Tessa Russo is the mother of two young children and the wife of a
renowned pediatric surgeon. Despite her mother’s warnings, Tessa has
recently given up her career to focus on her family and the pursuit of
domestic happiness. From the outside, she seems destined to live a
Valerie Anderson is an attorney and single mother to six-year-old
Charlie---a boy who has never known his father. After too many
disappointments, she has given up on romance---and even, to some degree,
friendships---believing that it is always safer not to expect too much.
Although both women live in the same Boston suburb, the two have
relatively little in common aside from a fierce love for their children.
But one night, a tragic accident causes their lives to converge in ways
no one could have imagined.
In alternating, pitch-perfect points of view, Emily Giffin creates a
moving, luminous story of good people caught in untenable
circumstances. Each being tested in ways they never thought possible.
Each questioning everything they once believed. And each ultimately
discovering what truly matters most.
I wasn't sure what to expect before starting to read Heart of the Matter by Giffin. This is the first book I have read by this author and I think I stereotyped her as one of those fluffy romance creators, when this book turned out to be so much more. Giffin puts us in the middle of a very unfortunate situation that spins out of control.
Tessa is one of our main characters who seems to have the perfect life with her plastic surgeon husband and two young kids. When she started to have children, Tessa decided to give up her career so she could focus on being a full-time Mom. She loves her children but knows she falls short compared to the perfect neighborhood mothers that bring the perfect snacks to school and throw the ultimate kid parties.

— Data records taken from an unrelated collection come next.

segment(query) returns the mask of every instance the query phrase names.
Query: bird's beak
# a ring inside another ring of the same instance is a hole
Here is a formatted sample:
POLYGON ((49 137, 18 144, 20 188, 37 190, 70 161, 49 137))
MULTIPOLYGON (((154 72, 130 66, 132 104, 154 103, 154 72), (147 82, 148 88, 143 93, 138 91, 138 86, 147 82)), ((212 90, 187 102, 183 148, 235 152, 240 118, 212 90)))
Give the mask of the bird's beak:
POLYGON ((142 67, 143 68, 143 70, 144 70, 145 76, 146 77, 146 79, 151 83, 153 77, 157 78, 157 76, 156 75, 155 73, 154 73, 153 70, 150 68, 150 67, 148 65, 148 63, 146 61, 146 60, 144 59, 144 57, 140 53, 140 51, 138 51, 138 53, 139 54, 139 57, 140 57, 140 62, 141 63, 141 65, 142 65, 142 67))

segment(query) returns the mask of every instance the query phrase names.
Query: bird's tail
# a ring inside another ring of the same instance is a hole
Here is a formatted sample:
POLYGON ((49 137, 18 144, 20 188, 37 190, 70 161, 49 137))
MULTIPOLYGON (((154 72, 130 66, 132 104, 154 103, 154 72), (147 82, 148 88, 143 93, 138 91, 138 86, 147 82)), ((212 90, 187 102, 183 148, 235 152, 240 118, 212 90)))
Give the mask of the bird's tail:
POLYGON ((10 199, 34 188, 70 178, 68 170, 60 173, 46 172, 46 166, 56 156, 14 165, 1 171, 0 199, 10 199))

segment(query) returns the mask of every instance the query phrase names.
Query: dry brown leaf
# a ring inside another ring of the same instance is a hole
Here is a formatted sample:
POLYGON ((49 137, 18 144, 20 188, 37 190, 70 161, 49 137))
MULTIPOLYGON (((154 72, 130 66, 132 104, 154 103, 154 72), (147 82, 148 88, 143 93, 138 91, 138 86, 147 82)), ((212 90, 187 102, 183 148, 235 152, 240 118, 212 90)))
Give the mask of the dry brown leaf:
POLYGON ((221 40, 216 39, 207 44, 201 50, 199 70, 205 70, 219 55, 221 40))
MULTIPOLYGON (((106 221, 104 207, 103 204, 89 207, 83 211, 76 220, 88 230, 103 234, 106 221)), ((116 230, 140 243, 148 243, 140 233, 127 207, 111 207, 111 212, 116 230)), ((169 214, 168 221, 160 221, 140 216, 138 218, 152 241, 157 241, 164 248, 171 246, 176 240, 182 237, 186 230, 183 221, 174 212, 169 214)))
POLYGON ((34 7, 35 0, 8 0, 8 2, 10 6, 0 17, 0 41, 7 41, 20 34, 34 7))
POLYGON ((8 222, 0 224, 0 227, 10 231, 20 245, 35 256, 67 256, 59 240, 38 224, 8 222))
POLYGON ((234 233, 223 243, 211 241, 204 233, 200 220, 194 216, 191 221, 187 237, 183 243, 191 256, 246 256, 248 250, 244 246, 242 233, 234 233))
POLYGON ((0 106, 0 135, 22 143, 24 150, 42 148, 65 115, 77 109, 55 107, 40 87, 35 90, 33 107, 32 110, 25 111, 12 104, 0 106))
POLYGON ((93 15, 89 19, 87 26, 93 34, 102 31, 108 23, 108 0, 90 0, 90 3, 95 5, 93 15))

Valerie is a single mom struggling to have a successful career and also be a good parent. Her son Charlie attends a private school that is full of over-privileged children. She doesn't believe in the lifestyles that most of the families from his school lead, but she finds a way to allow acceptance, knowing that Charlie needs to have friends. When Valerie lets Charlie to spend the night at his friend's birthday party, she cannot foresee how events will spin out of control, and change her priorities and outlook on life.
I think many people may look at Giffin's books and feel that they are just fluffy women's fiction. Personally, I felt this book was much more than that. Giffin gave us a front row view of a very difficult situation from opposing perspectives. After about the first seventy-five pages I admit that I didn't like where the story was going, but did not intend on putting the book down for any reason. With themes of love, forgiveness, parenthood, and honesty, I think this book is going to make a great discussion for my book group and would also recommend it as a nice summer read.
My Rating: 4/5
Disclosure: This book came from my personal collection and I read it for my own enjoyment and as a book club selection.